Катрин чувствовала себя дура дурой. Отсюда стрелять – только себя раскроешь. Выползешь – одного‑двух подстрелишь, а куда потом с голой дороги деваться?

Перед мостом замер подстреленный с двух сторон Сопычев. Брать пример с этого вороха тряпья ни в коем случае не хотелось.
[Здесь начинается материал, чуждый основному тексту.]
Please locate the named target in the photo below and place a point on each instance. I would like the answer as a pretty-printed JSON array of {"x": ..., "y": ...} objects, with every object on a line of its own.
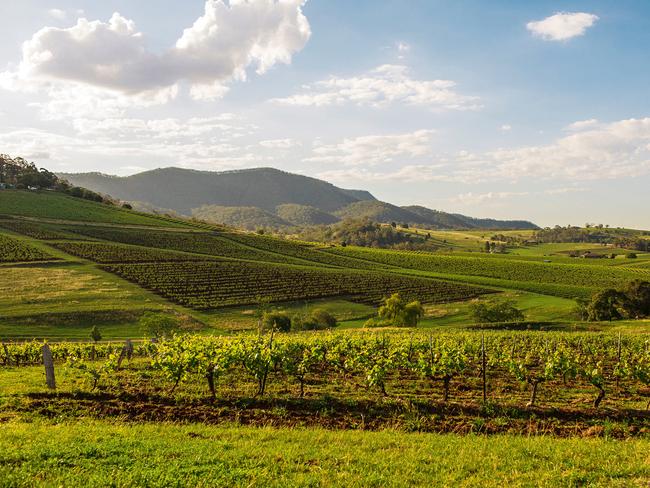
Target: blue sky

Пуля звякнула об металл. Угодили в машину, под которой лежала девушка. Не хватало еще под пулю товарищей попасться.

Немцы тоже решили поостеречься. Правда, их больше волновала судьба собственной техники. Один из мотоциклистов ухватил свою машину за руль, собираясь убрать ее подальше от большевистских пуль. Свой «Цундапп»[17] он поволок под защиту брошенной машины, прямо на прячущуюся девушку.

«На ловца и хряк бежит», – подумала Катрин, поспешно пятясь. Немец сопел, толкая тяжелый агрегат. С носа и из‑под каски капал пот. Винтовка заброшена за спину, коробка противогаза по заду похлопывает, трудолюбивый оккупант попался.